Re: [PATCH v3 4/4] rust: add abstraction for `struct page`

From: Alice Ryhl
Date: Thu Mar 21 2024 - 09:43:23 EST


On Thu, Mar 21, 2024 at 2:16 PM Benno Lossin <benno.lossin@xxxxxxxxx> wrote:
>
> On 3/20/24 09:46, Alice Ryhl wrote:
> >> On 3/11/24 11:47, Alice Ryhl wrote:
> >>> +/// A pointer to a page that owns the page allocation.
> >>> +///
> >>> +/// # Invariants
> >>> +///
> >>> +/// The pointer points at a page, and has ownership over the page.
> >>
> >> Why not "`page` is valid"?
> >> Do you mean by ownership of the page that `page` has ownership of the
> >> allocation, or does that entail any other property/privilege?
> >
> > I can add "at a valid page".
>
> I don't think that helps, what you need as an invariant is that the
> pointer is valid.

To me "points at a page" implies that the pointer is valid. I mean, if
it was dangling, it would not point at a page?

But I can reword to something else if you have a preferred phrasing.

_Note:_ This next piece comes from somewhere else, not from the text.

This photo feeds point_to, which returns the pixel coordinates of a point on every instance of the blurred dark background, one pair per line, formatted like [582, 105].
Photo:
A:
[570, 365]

> >>> + /// Runs a piece of code with this page mapped to an address.
> >>> + ///
> >>> + /// The page is unmapped when this call returns.
> >>> + ///
> >>> + /// It is up to the caller to use the provided raw pointer correctly.
> >>
> >> This says nothing about what 'correctly' means. What I gathered from the
> >> implementation is that the supplied pointer is valid for the execution
> >> of `f` for `PAGE_SIZE` bytes.
> >> What other things are you allowed to rely upon?
> >>
> >> Is it really OK for this function to be called from multiple threads?
> >> Could that not result in the same page being mapped multiple times? If
> >> that is fine, what about potential data races when two threads write to
> >> the pointer given to `f`?
> >>
> >>> + pub fn with_page_mapped<T>(&self, f: impl FnOnce(*mut u8) -> T) -> T {
> >
> > I will say:
> >
> > /// It is up to the caller to use the provided raw pointer correctly.
> > /// The pointer is valid for `PAGE_SIZE` bytes and for the duration in
> > /// which the closure is called. Depending on the gfp flags and kernel
> > /// configuration, the pointer may only be mapped on the current thread,
> > /// and in those cases, dereferencing it on other threads is UB. Other
> > /// than that, the usual rules for dereferencing a raw pointer apply.
> > /// (E.g., don't cause data races, the memory may be uninitialized, and
> > /// so on.)
>
> I would simplify and drop "depending on the gfp flags and kernel..." and
> just say that the pointer is only valid on the current thread.

Sure, that works for me.

> Also would it make sense to make the pointer type *mut [u8; PAGE_SIZE]?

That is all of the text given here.